Similarly, the objects Moxley explores in the personal narratives woven through the essays provide her (and readers) with opportunities for contemplation. In the context of a discussion about how the objects around us “solidify” our lives (make them more real), as two unremarkable objects from her mother’s everyday life did in the wake of her death, Moxley writes:

Others, though I knew they were hers, managed to return to a state of generic anonymity after she was gone…. But the brush and the magnifying glass destroyed me…. Twenty years later these objects no longer hold the same pathos as they did right after she died. I no longer tear up at their touch. Yet they have never become mine. Next to the myriad “rubbish” in which my own life has solidified, they still bespeak another’s.

In addition to the Oppen/Crusoe thread that runs through the book, Moxley is in conversation with writers from Proust and Simone de Beauvoir to Plato and Socrates. There are no citations for the works to which she refers. The essays read like a conversation between friends with shared literary knowledge who therefore don’t need to explain the references to authors or works. The result is that the essays avoid feeling academic, though they may send some readers off to research unfamiliar texts.
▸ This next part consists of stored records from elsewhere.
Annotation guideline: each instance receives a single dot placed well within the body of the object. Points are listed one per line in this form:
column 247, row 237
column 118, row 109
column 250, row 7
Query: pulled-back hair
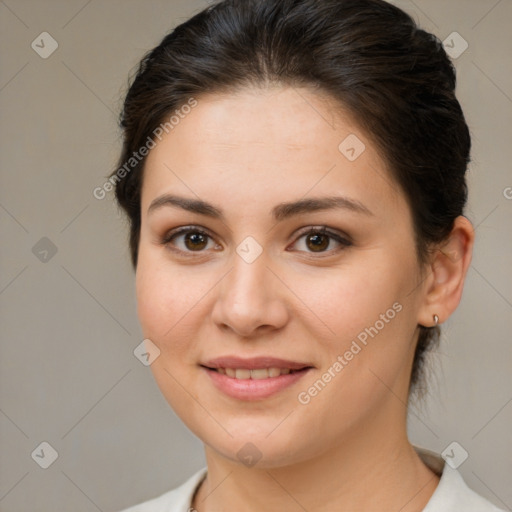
column 394, row 79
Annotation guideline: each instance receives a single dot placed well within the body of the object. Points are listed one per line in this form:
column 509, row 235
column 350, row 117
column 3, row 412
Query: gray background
column 68, row 374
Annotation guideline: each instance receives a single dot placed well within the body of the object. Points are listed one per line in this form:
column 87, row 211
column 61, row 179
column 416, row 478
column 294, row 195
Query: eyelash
column 172, row 235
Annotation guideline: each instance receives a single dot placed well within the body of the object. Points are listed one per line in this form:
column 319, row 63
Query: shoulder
column 177, row 500
column 452, row 493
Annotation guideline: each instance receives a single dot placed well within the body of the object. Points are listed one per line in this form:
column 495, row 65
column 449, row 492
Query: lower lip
column 254, row 389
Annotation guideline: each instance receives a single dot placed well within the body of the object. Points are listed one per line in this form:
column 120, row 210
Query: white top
column 451, row 495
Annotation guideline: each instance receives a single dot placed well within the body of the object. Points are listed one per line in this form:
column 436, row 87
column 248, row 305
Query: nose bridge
column 248, row 298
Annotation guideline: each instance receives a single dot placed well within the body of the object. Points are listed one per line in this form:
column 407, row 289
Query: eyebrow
column 280, row 212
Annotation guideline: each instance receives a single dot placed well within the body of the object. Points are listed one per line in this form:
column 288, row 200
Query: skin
column 246, row 153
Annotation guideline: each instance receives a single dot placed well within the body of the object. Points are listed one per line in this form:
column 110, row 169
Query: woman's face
column 273, row 240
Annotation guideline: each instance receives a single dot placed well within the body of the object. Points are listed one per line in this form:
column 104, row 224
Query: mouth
column 256, row 378
column 256, row 374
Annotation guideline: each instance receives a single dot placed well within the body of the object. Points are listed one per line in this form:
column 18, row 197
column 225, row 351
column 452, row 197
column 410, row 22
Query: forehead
column 267, row 144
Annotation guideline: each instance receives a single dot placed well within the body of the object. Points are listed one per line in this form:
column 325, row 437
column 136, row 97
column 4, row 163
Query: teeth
column 257, row 374
column 243, row 374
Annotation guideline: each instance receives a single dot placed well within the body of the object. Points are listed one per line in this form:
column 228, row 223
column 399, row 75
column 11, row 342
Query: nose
column 251, row 301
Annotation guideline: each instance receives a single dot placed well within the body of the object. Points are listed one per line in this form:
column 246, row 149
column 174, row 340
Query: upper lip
column 254, row 363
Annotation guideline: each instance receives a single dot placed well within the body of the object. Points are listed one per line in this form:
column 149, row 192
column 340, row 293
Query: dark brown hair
column 392, row 77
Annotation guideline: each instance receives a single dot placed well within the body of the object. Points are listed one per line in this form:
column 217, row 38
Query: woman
column 294, row 176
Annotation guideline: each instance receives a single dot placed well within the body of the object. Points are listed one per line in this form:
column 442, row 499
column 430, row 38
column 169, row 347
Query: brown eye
column 317, row 242
column 195, row 241
column 321, row 240
column 189, row 239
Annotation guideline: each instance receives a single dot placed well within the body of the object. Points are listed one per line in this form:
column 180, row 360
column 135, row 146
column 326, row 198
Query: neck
column 379, row 470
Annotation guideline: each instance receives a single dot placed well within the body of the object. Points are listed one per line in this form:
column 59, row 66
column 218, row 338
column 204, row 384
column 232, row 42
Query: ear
column 446, row 274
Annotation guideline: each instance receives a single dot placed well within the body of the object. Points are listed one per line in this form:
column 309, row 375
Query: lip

In an essay about Proust’s description of mémoire involontaire, Moxley explores how objects trigger powerful involuntary memories. The objects need not even be ours. Perhaps we encounter a mass-produced toy that we remember from childhood; the one on the store shelf can trigger the memories as easily as if we were looking at the one from our own past. Moxley celebrates this phenomenon:

And thus, as long as there are analogs that can provoke the old sensations, our access to transcendence is not threatened by the decay or destruction of our material past…. Our past is in us, locked away, waiting to be released by some seemingly innocuous material thing.

Moxley also considers less innocuous things and invokes not memory but unwelcome imagination. One short essay called “Waiting for the Other Shoe” is about how the discovery of an abandoned item of clothing in an unexpected place disturbs us, leads us to imagine terrible scenarios:

Three examples from my own life: crumpled among the decaying leaves lining the retaining wall, a child’s panties, white with pink rosebuds; on the shoulder of the interstate, a single wingtip, old, bent; in the crawl space of the rental property, blue satin pants with black polka dots, one cigarette burn. What are the stories behind these things? Why were the panties removed? The shoe cast out? The pants thrown under the house?

[T]hey call to mind the bodies they are missing from. They are emotionally connected to someone who is no longer there. Clothes given to thrift stores, or for purchase in a yard sale, are willingly surrendered. Lost clothes, mute and haphazard, seem always to bring to mind a scene of violation, separated from their wearers before the time for separation as come.

The clothes themselves, of course, do not tell the stories. Our imaginations provide answers to the questions. It is this interplay between object and human intellect and emotion that is central to what Moxley has to say about the object world. Writing about Elizabeth Bowen’s The House in Paris, in which things both have feeling and convey them to the human characters in often frightening ways, Moxley refers to “a new sort of emotional physics, one in which objects bear the burden of the silences made by what the humans cannot bear to say.”

It is, ultimately, this emotional physics that lies at the heart of Moxley’s text. In an excerpt from a poem about items that once belonged to her mother, she writes, “Time was not trapped in / these things as I, would had loved their user, / would be…” Moxley’s skillful balance of personal stories and literary examples invites us to spend some time with her and these things and in contemplation of significant objects in our own lives. Whether we feel trapped or liberated by the experience is, ultimately, our choice.